L’Organizzazione Mondiale della Sanità (Oms) ha dichiarato che pancetta, salsicce e carni lavorate e carni rosse possono provocare il cancro. Un gruppo di 22 esperti internazionali  ha esaminato decenni di ricerche sul legame tra carne rossa, salumi e cancro e ha riassunto i dati in un documento dello Iarc, l’International Agency for Research on Cancer, ramo dell’Oms che si occupa di cancro pubblicato da The Lancet, forse il più importante giornale medico del pianeta.
«Il consumo di carne lavorata – si legge nella relazione – è stato inserito nel gruppo 1 (lo stesso nel quale compaiono sostanze che causano il cancro a pericolosità più alta come il fumo, il benzene, l’arsenico e l’alcol) in base a una evidenza sufficiente per il tumore colorettale». La carne in generale, come spiega la rivista Test dedicata ai consumatori, contiene grandi quantità di grasso e sembrerebbe fondato il  dubbio che il composto che la rende rossa possa danneggiare lo strato interno dell’intestino. A rendere ancora più dannosa per la salute umana la carne lavorata sono i trattamenti di preparazione e conservazione industriali per gli insaccati, dalla salatura all’aggiunta di conservanti chimici, potenzialmente cancerogeni. Insomma, secondo gli esperti, salumi e bacon industriali sono un pericolo.

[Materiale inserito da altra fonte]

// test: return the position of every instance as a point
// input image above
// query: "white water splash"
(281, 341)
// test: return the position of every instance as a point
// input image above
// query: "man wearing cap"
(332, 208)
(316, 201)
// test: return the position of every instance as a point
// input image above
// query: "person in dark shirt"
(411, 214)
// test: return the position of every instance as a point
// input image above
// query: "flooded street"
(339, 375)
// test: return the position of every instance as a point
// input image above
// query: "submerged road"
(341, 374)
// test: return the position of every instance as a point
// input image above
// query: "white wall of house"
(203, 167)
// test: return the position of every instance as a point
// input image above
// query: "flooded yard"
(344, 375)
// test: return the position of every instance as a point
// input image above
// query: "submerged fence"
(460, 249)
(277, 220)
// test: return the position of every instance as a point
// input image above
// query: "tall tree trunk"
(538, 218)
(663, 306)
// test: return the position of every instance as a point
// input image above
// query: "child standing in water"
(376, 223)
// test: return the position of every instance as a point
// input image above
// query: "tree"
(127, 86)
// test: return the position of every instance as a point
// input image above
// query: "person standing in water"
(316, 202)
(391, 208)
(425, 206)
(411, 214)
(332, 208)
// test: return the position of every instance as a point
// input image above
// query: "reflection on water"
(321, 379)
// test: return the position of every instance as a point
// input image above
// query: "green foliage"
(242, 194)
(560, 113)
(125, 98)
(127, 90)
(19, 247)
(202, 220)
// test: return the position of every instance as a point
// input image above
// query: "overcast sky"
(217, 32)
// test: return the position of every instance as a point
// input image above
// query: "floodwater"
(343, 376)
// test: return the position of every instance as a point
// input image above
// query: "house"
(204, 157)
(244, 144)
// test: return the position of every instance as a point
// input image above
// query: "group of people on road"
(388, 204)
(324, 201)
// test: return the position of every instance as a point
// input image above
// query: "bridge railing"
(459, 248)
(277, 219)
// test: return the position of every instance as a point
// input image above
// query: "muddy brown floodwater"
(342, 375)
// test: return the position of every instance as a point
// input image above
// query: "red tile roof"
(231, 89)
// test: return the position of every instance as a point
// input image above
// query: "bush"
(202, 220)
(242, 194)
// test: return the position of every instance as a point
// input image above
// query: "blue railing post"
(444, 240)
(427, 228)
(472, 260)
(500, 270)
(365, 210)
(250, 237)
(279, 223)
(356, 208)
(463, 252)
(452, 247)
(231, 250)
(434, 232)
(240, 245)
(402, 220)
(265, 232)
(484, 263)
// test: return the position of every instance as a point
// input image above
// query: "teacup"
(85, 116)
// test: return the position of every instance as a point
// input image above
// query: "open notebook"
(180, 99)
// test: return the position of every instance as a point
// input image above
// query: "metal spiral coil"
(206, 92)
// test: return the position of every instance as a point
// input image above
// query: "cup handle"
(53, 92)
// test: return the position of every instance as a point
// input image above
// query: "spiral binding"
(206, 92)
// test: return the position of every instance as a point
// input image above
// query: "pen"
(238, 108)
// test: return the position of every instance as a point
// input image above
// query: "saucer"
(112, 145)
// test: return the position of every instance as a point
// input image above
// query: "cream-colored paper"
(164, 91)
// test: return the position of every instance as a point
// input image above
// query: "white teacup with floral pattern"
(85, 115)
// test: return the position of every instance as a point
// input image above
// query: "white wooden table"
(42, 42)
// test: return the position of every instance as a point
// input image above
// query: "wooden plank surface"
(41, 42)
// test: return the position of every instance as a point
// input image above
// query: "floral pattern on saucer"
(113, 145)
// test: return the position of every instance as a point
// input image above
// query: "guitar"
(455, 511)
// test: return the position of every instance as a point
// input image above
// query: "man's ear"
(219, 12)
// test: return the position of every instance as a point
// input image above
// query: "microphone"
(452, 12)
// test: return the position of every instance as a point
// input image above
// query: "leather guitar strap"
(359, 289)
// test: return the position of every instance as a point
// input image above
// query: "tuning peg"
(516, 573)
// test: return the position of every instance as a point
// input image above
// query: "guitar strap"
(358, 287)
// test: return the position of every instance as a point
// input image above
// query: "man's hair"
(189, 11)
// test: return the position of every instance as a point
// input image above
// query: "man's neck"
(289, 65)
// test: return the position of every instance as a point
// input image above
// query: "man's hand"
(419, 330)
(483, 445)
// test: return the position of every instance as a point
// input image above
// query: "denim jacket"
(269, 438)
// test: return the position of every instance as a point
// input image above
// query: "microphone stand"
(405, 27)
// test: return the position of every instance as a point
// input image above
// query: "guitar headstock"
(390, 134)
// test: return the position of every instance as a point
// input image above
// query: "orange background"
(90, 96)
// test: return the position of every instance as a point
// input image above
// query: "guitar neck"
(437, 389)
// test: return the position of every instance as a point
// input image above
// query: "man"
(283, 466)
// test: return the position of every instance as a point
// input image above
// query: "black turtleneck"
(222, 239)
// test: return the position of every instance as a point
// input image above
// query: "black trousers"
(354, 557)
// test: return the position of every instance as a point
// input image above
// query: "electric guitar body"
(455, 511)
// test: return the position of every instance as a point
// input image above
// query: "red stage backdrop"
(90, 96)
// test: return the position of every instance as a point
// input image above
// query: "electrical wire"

(Il consumo di carne nel mondo: primi gli Usa, l’Australia e i paesi produttori dell’America Latina via chartsbin.com)

Attenzione però: la carne rossa non è è classificata come cancerogena (la categoria 1 usata dalla Iarc) ma come “possibilmente cancerogena”, categoria 2. Non solo, quando, come molti hanno scritto e letto, si dice che la carne lavorata è paragonabile al fumo per potenzialità cancerogena, si commette un errore. La categoria è la stessa, nel senso che, appunto, le sostanze contenute nei prodotti in questa inclusi aumentano con certezza la probabilità di prendere il cancro. Il che non vuol dire che lo fanno venire: se la percentuale potenziale di ammalarsi di una società in genere è pari al 2%, chi mangia molti insaccati in quella società ha probabilità di ammalarsi il 10% in più, ovvero il 2,2% dei casi (attenzione, i numeri sono inventati per esemplificare). La grafica qui sotto spiega bene: fumo e carne sono entrambi nella categoria 1, ma il primo è molto più pericoloso della seconda.

151026-Tobacco-vs-Meat-TWITTER(Stessa categoria, diversa pericolosità: le sigarette causano l’86% dei tumori ai polmoni, la carne lavorata il 21% di quelli al tratto colorettale dell’intestino)

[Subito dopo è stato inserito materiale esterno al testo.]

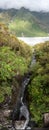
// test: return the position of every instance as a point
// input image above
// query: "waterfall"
(20, 110)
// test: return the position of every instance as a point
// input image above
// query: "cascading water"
(20, 110)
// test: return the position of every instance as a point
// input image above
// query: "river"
(33, 40)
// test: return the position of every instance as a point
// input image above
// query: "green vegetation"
(13, 60)
(38, 90)
(23, 22)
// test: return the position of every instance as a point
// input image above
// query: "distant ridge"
(26, 22)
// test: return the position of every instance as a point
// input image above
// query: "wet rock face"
(46, 119)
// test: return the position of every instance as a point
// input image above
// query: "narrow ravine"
(20, 112)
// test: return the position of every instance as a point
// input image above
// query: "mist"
(33, 5)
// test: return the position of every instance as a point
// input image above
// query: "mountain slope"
(26, 23)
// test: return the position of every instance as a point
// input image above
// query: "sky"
(33, 5)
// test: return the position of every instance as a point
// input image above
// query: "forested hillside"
(14, 59)
(24, 22)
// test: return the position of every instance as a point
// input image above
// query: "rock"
(19, 125)
(46, 119)
(7, 113)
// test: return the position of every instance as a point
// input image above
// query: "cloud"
(34, 5)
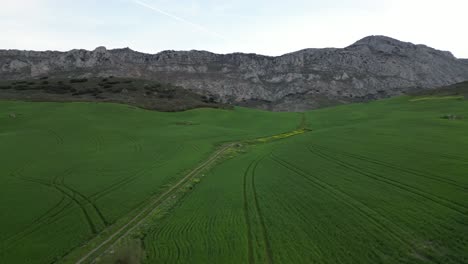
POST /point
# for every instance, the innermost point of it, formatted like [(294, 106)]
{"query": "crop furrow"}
[(250, 256), (268, 251)]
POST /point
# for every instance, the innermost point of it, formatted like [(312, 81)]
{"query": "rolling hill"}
[(378, 182)]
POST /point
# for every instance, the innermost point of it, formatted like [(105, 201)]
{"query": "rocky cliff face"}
[(373, 67)]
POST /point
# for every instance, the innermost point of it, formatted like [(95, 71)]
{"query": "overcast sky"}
[(267, 27)]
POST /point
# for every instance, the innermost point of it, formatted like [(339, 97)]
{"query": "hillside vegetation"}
[(380, 182)]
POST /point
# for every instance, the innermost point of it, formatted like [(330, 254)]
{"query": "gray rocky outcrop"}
[(373, 67)]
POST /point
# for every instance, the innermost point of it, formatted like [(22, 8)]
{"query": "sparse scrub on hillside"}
[(78, 80)]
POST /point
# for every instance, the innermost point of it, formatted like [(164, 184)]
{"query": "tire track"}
[(250, 256), (124, 182), (138, 219), (59, 180), (58, 138), (378, 177), (395, 167), (361, 208), (268, 251)]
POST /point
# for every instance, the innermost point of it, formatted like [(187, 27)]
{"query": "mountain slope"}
[(373, 67)]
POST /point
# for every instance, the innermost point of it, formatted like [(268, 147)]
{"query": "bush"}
[(78, 80)]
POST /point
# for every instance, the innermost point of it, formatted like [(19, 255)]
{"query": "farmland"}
[(381, 182)]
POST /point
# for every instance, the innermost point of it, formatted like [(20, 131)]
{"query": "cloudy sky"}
[(270, 27)]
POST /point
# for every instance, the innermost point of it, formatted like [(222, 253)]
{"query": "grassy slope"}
[(383, 182), (68, 170)]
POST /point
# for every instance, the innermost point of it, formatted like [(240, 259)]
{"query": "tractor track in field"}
[(60, 181), (58, 138), (124, 182), (348, 200), (414, 172), (378, 177), (247, 218), (268, 252), (138, 219), (432, 197)]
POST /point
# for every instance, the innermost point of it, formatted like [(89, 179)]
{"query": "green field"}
[(381, 182)]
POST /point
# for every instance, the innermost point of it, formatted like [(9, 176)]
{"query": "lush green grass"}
[(71, 169), (383, 182)]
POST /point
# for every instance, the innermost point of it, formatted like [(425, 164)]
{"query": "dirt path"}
[(142, 216)]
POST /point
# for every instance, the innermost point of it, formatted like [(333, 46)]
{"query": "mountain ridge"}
[(371, 68)]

Mentre la discussione imperversa sul web e sui social network – tra i “ve lo avevamo detto” dei vegetariani e lo sgomento misto a scetticismo degli altri, che già vedono banditi barbecue e grigliate – la testata americana The Atlantic pubblica un interessante articolo che mette in evidenza un altro aspetto della questione: quello della distorsione del mercato da parte della lobby della carne. Aspetto non indifferente se si pensa a quanto accadde con i colossi del fumo nel momento in cui i loro prodotti vennero dichiarati cancerogeni.
L’articolo di The Atlantic inizia in modo ironico sottolineando non solo i rischi derivanti dal consumo eccessivo di carne rossa, ma anche come si stia trascurando anche la questione ambientale correlata all’industria della carne.

 

Mentre potrebbe capitare che un medico consigliasse ai pazienti di non mangiare troppi hamburger e panini alla carne, grazie alle eccezionali capacità di lobbying dell’industria della carne americana, è improbabile che un consiglio simile lo dia il governo degli Stati Uniti.  Contraddicendo il consiglio del proprio gruppo di esperti, il Dipartimento dell’Agricoltura degli Stati Uniti (USDA) e il Dipartimento di Salute e Servizi Umani (HHS) hanno annunciato che l’ultima edizione delle Dietary Guidelines for Americans, le linee guida fornite agli americani sulla loro dieta alimentare, non includeranno considerazioni di sostenibilità ambientale. Se le agenzie avessero deciso di fare altrimenti avrebbero suggerito alle persone di ridurre il loro consumo di carne, la cui produzione, è ampiamente riconosciuto, è uno dei principali responsabili del cambiamento climatico.

fonte: The Atlantic

 

Le dichiarazioni dell’Oms aggravano quindi una situazione già di per sè critica per il mercato della carne e gli introiti che da questa derivano. Le dimensioni del settore, guardando ad esempio agli Stati Uniti – dove tra hamburger, hot dog e bacon a colazione si fa uso di una dieta estremamente proteica – sono immense. Si calcola infatti che solo il mercato della carne bovina negli Usa sia un business di 95 miliardi di dollari all’ anno. E l’American Meat Institute North (NAMI) stima che, in totale, l’industria della carne contribuisca a un giro di circa 894 miliardi di dollari nell’economia statunitense. È piuttosto normale pensare quindi che introiti così ingenti si traducano in un’influenza politica, tale da mettere in discussione qualsiasi argomentazione che minacci il mercato della carne. Nel 2014, infatti,  l’industria del settore ha speso circa 10,8 milioni di dollari in contributi alle campagne politiche, e circa 6,9 milioni di dollari direttamente sul lobbying governo federale.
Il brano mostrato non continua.